The Edge of England’s Sword swings in my direction:

Kieran Healey [sic] laughs at the above post, but not in a nice way. He seems to think that because a nation has some unique characteristics, it cannot be part of a general set of nations. Presumably the same objections mean that Austria cannot be counted part of Catholic Europe. This is a pretty absolutist line to take and I don’t think it’s a reasonable criticism. I have asked Jim Bennett for his thoughts.

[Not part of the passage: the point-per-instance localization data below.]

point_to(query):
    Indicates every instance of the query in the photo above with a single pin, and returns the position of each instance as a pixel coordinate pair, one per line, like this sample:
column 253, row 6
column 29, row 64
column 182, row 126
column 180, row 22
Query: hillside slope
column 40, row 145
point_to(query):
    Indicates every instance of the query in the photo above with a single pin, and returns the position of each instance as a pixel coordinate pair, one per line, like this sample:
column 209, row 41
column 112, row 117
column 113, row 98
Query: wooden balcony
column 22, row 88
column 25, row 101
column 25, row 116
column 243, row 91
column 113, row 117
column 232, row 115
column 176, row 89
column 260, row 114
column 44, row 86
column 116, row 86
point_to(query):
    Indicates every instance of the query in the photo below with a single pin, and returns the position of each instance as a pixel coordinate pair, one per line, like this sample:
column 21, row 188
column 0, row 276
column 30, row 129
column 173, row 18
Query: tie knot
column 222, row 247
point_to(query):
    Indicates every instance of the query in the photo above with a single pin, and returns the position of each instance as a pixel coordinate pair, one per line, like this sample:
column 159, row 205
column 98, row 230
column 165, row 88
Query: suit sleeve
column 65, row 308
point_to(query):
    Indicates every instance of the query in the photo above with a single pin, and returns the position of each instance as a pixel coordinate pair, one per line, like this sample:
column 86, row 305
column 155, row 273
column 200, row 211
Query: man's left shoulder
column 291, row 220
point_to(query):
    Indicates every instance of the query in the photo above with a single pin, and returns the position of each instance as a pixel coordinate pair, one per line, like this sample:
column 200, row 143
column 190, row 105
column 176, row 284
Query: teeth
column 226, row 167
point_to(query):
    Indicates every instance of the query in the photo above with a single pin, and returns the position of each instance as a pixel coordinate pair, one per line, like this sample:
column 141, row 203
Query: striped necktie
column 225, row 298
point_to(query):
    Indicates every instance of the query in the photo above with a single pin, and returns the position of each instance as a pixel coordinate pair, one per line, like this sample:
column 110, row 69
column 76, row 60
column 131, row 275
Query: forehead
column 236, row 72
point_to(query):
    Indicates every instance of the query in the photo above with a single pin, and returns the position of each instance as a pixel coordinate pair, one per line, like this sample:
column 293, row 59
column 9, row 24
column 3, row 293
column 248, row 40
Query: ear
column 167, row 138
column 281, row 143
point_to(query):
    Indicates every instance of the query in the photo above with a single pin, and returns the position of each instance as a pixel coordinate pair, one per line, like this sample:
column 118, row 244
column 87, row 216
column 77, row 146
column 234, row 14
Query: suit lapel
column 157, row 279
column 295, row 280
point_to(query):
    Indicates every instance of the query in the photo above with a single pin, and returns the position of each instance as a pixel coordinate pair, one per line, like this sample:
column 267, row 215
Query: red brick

Presumably my objections mean nothing of the sort. Of course we can create any number (an infinite number, in fact) of “general sets” of nations: the Anglosphere, Catholic Europe (which Austria is certainly part of), the “Global South”, “Blue-Eyed Nations”, “Nations Containing Manchester United Fans”, “Countries which use Olive Oil for cooking vs Countries which use Butter” and so on. The central analytic question is, which of these concepts is most useful for understanding political and cultural change? The Anglosphere Primer clearly states that the concept is meant to pick out a real civilizational unit—- “a distinct branch of Western civilization for most of history” with England and the United States as its “two densest nodes”.

Yet, in response to Chris’s post, Iain relegated England to the periphery of the Anglosphere. This suggested to me that there was something wrong with the concept (at least, with his use of it). The defect, I argued, was that his political commitment to the Anglosphere ideal was trumping the analytical usefulness of the concept. When it came to choosing between the political ideal of the Anglosphere and the empirical reality of English institutions, reality lost out, and, absurdly, England got redefined as an outlier in the Anglosphere.

Thus does political sociology become political ideology. A concept which might accurately describe a cluster of nations becomes a normative list of Good Things About England and America. In the process, two kinds of unpleasant facts are thrown away: (1) Key features that aren’t shared between the countries (the experience of socialism in English political history, the federal political structure of the U.S.); (2) Key features that are shared but don’t fit the Anglosphere ideology (persistent and severe class and income inequalities, say). Note that a “Warts and All Anglosphere” could easily incorporate (2) into its analysis, and argue that things in (1) don’t fatally compromise the usefulness of the concept. That would be the right line to take, I think. But Iain wants the Anglosphere to be all things good and nothing bad. So he tweaks the idea to make it so, to the point where the country that is supposed to be a “central node” in the “civilizational network” turns out not to be pure enough for full membership in the concept.